KPRK
- Livingston, Montana; United States;
- Broadcast area: Bozeman, Montana
- Frequency: 1340 kHz
- Branding: AM 1450 KMMS

Programming
- Format: News/talk
- Affiliations: Fox News Radio; Genesis Communications Network; Premiere Networks; Westwood One;

Ownership
- Owner: Townsquare Media; (Townsquare License, LLC);
- Sister stations: KISN; KMMS; KMMS-FM; KXLB; KZMY;

History
- First air date: 1946
- Call sign meaning: Park County

Technical information
- Licensing authority: FCC
- Facility ID: 37816
- Class: C
- Power: 1,000 watts unlimited
- Transmitter coordinates: 45°40′20.8″N 110°32′23.7″W﻿ / ﻿45.672444°N 110.539917°W

Links
- Public license information: Public file; LMS;
- Webcast: Listen live
- Website: kmmsam.com

= KPRK =

KPRK (1340 AM) is a radio station licensed to serve Livingston, Montana. The station is owned by Townsquare Media and the broadcast license is held by Townsquare License, LLC. KPRK airs a news/talk format, simulcasting sister station KMMS.

==History==
Previous formats included country, Saturday night rock and roll, and Sunday morning big band. During the weekdays a segment of the afternoon shift was dedicated to local callers to hawk their goods with free advertising through the "Swap Shop" segment. Broadcasts started around 5:30 a.m. local time with the broadcast day ending at midnight. KPRK also broadcast local high school sports, rodeos and fairs. Several locals were also familiar faces or voices on the station for many years. KPRK also broadcast local news three times a day with the local court report during that time. KPRK staff received several awards for their news contributions to the Montana Associated Press for news reports gathered during 1999. The former country music slogan was "Cool Country 1340 KPRK". The station also featured an uninterrupted "Cool Country Triple Play" where two newer songs were played followed by a "Hit from Yesterday", otherwise known as a country classic.

As of 2019, KPRK is simulcasting its news/talk sister station KMMS.

The station was assigned the KPRK call letters by the Federal Communications Commission.

==Ownership==
In February 2008, Colorado-based GAPWEST Broadcasting completed the acquisition of 57 radio stations in 13 markets in the Pacific Northwest-Rocky Mountain region from Clear Channel Communications. The deal, valued at a reported $74 million, included six Bozeman stations, seven in Missoula and five in Billings. Other stations in the deal are located in Shelby, Montana; and in Casper and Cheyenne, Wyoming; plus Pocatello and Twin Falls, Idaho; and Yakima, Washington.

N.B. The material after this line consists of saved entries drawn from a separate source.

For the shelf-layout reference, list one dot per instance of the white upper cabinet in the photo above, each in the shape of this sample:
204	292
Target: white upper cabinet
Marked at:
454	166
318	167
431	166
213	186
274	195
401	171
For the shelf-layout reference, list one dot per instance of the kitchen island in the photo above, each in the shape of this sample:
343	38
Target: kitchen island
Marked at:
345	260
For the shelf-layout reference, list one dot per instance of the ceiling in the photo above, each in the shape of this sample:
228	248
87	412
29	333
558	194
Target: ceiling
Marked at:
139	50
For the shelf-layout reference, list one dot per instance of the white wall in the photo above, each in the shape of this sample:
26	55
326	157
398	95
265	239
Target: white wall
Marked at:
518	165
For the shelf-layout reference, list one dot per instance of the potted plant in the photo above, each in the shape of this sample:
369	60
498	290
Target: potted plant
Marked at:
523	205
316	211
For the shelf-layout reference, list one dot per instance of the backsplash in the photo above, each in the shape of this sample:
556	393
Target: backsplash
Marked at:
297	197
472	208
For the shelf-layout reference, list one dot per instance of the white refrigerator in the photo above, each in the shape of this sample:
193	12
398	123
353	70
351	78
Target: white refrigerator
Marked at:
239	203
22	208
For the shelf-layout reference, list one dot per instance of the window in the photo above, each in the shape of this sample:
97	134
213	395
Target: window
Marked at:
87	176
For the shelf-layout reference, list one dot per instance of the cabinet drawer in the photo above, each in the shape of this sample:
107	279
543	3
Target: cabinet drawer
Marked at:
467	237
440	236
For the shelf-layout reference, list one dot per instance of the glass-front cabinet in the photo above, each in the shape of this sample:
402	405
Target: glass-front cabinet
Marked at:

GapWest was folded into Townsquare Media on August 13, 2010.

Previous owners include Jann Berntsen, Marathon Media, and Clear Channel.

==Historic building==

The KPRK radio building in Livingston is on the National Register of Historic Places. To the right of the front door, a plaque says that Missoula architect William Fox designed the building, complete with the "stylized radio tower" above the front door, in 1946.

According to reports in the Livingston Enterprise, Gap West stopped broadcasting from the historic building. All broadcasts are now fed from a studio in Bozeman.